Analyze the time complexity of the following R code for one-way ANOVA.
# Sample data
values <- c(5, 6, 7, 8, 9, 10, 11, 12)
groups <- factor(c('A', 'A', 'B', 'B', 'C', 'C', 'D', 'D'))
# Perform one-way ANOVA
result <- aov(values ~ groups)
summary(result)
This code compares means of values across groups using ANOVA.
Look at what repeats as data grows:
- Primary operation: Calculating group means and variances by scanning all data points.
- How many times: Each data point is visited once to compute sums and sums of squares.
As the number of data points (n) increases, the work grows roughly in direct proportion.
| Input Size (n) | Approx. Operations |
|---|---|
| 10 | About 10 visits to data points |
| 100 | About 100 visits to data points |
| 1000 | About 1000 visits to data points |
Pattern observation: Doubling data roughly doubles the work.
Time Complexity: O(n)
This means the time to run ANOVA grows linearly with the number of data points.

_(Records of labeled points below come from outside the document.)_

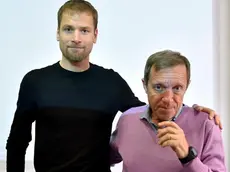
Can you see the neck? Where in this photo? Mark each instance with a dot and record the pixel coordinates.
(75, 66)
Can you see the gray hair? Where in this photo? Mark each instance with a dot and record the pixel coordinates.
(166, 59)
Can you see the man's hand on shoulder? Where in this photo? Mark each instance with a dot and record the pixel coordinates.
(212, 114)
(170, 134)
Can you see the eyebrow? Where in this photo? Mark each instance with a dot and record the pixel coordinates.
(166, 84)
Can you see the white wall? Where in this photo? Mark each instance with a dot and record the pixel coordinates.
(129, 31)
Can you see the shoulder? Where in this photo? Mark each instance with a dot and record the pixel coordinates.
(39, 72)
(135, 111)
(199, 119)
(34, 75)
(106, 71)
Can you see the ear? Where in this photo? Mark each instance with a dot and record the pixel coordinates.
(188, 84)
(95, 36)
(57, 35)
(144, 86)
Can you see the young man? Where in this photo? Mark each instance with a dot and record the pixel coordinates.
(72, 101)
(165, 135)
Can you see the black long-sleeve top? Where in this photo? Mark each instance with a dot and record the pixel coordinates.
(73, 114)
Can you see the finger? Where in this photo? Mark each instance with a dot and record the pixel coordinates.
(167, 130)
(197, 107)
(218, 121)
(168, 124)
(166, 137)
(211, 114)
(171, 143)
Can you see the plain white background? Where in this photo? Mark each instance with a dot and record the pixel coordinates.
(129, 31)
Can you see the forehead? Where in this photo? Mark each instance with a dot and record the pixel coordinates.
(176, 74)
(70, 17)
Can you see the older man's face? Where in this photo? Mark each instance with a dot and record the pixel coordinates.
(165, 90)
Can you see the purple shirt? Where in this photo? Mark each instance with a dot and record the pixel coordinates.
(135, 142)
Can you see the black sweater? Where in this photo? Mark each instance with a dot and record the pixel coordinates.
(73, 114)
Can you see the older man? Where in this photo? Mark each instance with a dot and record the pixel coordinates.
(166, 135)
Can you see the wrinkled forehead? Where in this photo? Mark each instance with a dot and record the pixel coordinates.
(74, 16)
(169, 76)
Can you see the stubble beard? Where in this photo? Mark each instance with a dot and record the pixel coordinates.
(73, 58)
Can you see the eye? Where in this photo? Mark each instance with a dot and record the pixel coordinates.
(177, 88)
(84, 31)
(158, 87)
(68, 29)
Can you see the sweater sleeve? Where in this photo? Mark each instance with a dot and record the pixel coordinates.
(20, 132)
(127, 97)
(212, 157)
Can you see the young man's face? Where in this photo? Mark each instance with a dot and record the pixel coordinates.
(76, 35)
(165, 90)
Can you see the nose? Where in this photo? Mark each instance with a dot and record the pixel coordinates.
(77, 37)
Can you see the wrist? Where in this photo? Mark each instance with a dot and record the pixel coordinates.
(192, 154)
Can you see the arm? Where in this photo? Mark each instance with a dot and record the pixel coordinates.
(212, 158)
(20, 133)
(128, 99)
(115, 157)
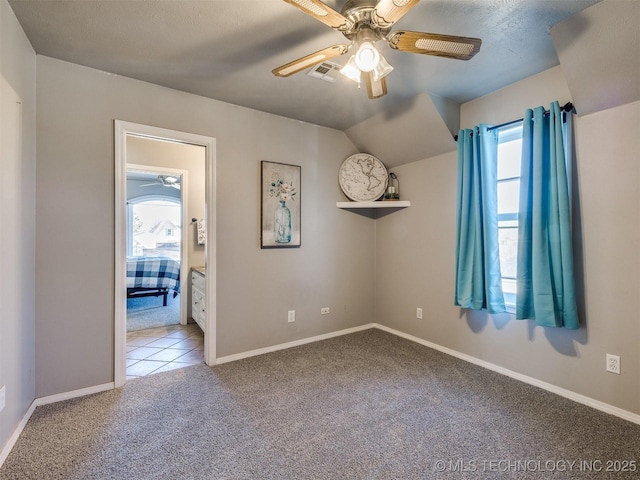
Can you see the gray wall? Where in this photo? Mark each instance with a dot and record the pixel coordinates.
(415, 252)
(75, 217)
(17, 220)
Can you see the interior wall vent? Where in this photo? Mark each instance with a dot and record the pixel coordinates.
(328, 71)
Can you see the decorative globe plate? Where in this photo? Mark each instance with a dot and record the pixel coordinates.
(363, 178)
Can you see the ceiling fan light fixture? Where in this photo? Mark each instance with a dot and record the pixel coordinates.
(351, 70)
(382, 69)
(367, 57)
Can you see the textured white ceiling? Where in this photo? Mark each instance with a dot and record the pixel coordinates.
(226, 49)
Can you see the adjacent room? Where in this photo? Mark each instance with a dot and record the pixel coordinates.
(396, 239)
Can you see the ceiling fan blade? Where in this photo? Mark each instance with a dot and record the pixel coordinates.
(450, 46)
(375, 89)
(310, 60)
(388, 12)
(323, 12)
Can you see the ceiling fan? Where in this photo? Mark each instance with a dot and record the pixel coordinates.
(165, 181)
(365, 22)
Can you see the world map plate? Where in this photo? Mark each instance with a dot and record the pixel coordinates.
(363, 178)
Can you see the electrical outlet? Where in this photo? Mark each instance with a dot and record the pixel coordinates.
(613, 363)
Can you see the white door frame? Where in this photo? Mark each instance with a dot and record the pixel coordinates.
(122, 129)
(185, 222)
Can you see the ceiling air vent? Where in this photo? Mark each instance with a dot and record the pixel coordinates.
(325, 71)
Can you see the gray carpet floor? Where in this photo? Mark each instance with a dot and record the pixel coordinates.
(368, 405)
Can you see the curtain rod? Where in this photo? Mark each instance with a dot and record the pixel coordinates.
(567, 107)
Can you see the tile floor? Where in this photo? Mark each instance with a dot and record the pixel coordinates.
(164, 348)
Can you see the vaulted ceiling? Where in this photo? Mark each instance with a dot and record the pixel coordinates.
(226, 50)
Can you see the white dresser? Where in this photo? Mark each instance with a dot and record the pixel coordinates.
(198, 296)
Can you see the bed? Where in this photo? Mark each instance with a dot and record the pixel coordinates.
(152, 277)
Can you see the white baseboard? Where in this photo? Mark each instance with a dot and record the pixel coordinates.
(296, 343)
(6, 449)
(59, 397)
(16, 433)
(576, 397)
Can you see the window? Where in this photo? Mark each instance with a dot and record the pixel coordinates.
(509, 155)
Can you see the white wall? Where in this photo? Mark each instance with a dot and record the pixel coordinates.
(17, 221)
(416, 247)
(75, 217)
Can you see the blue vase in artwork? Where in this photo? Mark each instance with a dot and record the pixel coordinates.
(282, 224)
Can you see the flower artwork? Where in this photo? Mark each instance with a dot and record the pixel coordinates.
(280, 210)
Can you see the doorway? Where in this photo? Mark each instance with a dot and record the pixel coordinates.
(156, 238)
(127, 137)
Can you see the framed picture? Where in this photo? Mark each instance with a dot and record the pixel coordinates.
(280, 205)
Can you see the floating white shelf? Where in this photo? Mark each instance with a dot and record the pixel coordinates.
(374, 209)
(381, 204)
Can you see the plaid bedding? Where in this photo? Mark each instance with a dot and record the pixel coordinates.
(153, 272)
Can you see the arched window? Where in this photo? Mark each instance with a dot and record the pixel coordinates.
(154, 226)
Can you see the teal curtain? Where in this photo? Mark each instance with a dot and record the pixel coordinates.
(478, 282)
(545, 283)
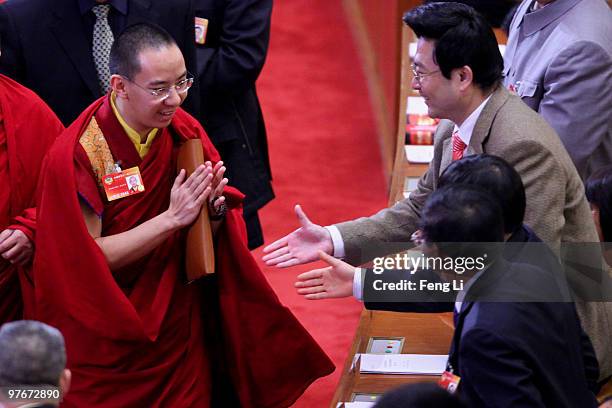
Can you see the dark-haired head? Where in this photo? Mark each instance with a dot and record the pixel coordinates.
(599, 194)
(464, 214)
(127, 47)
(424, 395)
(494, 175)
(462, 37)
(31, 353)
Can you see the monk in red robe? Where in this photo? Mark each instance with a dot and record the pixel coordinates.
(27, 129)
(109, 265)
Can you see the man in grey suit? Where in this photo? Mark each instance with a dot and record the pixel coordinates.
(559, 61)
(458, 71)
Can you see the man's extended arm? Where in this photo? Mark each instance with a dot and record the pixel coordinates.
(236, 62)
(577, 100)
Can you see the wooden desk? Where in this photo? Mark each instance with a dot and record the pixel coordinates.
(424, 333)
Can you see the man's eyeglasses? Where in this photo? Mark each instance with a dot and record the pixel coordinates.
(418, 76)
(161, 94)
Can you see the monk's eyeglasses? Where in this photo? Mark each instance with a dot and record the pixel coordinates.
(418, 76)
(161, 94)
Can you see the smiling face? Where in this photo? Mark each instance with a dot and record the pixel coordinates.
(440, 94)
(159, 68)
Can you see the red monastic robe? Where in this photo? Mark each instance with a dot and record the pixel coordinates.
(141, 337)
(28, 127)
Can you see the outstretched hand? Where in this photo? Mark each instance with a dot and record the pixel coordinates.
(334, 281)
(15, 247)
(301, 246)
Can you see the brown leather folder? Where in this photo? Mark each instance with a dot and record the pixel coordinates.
(199, 251)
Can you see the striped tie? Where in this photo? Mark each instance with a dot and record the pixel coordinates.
(458, 147)
(101, 45)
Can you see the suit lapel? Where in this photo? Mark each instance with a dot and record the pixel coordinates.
(485, 120)
(69, 31)
(459, 317)
(447, 154)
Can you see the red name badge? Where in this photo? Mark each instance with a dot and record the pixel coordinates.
(449, 381)
(123, 184)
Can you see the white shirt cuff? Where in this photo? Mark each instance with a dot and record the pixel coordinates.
(357, 286)
(337, 241)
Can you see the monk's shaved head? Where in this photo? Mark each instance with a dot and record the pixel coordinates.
(125, 52)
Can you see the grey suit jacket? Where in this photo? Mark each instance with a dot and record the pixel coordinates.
(557, 209)
(559, 60)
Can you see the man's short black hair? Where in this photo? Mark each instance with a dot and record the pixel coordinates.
(31, 353)
(125, 52)
(599, 193)
(462, 37)
(461, 213)
(494, 175)
(424, 395)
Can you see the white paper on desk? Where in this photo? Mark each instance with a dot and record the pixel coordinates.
(403, 363)
(358, 404)
(419, 153)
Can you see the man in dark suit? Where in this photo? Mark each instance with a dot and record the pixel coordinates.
(32, 354)
(48, 45)
(510, 348)
(231, 45)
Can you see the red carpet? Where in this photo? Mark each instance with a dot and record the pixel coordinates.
(324, 153)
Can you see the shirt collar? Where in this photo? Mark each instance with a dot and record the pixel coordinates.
(467, 127)
(86, 5)
(462, 294)
(141, 148)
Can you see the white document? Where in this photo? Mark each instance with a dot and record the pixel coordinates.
(403, 363)
(419, 153)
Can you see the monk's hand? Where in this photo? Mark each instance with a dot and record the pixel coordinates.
(15, 247)
(187, 196)
(216, 199)
(300, 246)
(335, 281)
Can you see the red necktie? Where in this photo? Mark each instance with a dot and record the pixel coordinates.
(458, 146)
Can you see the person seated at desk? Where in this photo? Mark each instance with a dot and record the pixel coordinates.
(422, 395)
(599, 195)
(506, 352)
(32, 354)
(507, 343)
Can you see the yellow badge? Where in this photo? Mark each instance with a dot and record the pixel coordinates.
(201, 27)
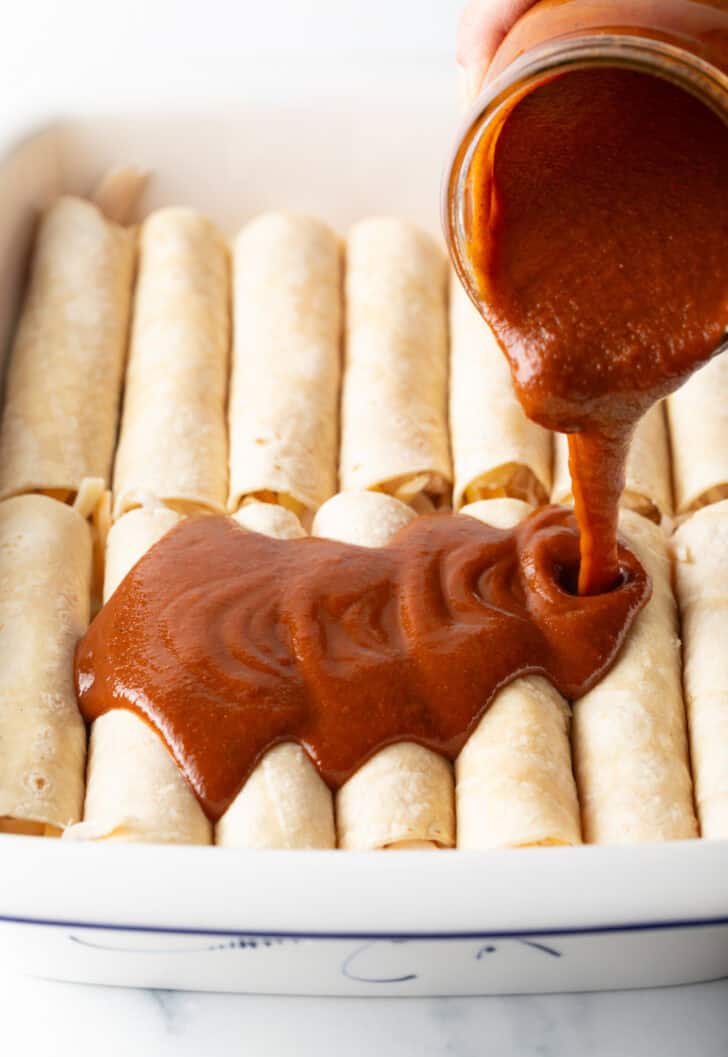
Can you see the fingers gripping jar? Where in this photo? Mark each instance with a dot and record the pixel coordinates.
(683, 41)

[X] Wrong: "ANOVA time grows with the square of data size because it compares all pairs of points."
[OK] Correct: ANOVA uses group summaries, not pairwise comparisons, so it only scans data once.
Understanding how ANOVA scales helps you explain performance when working with larger datasets in real projects.
"What if we added more groups but kept total data points the same? How would the time complexity change?"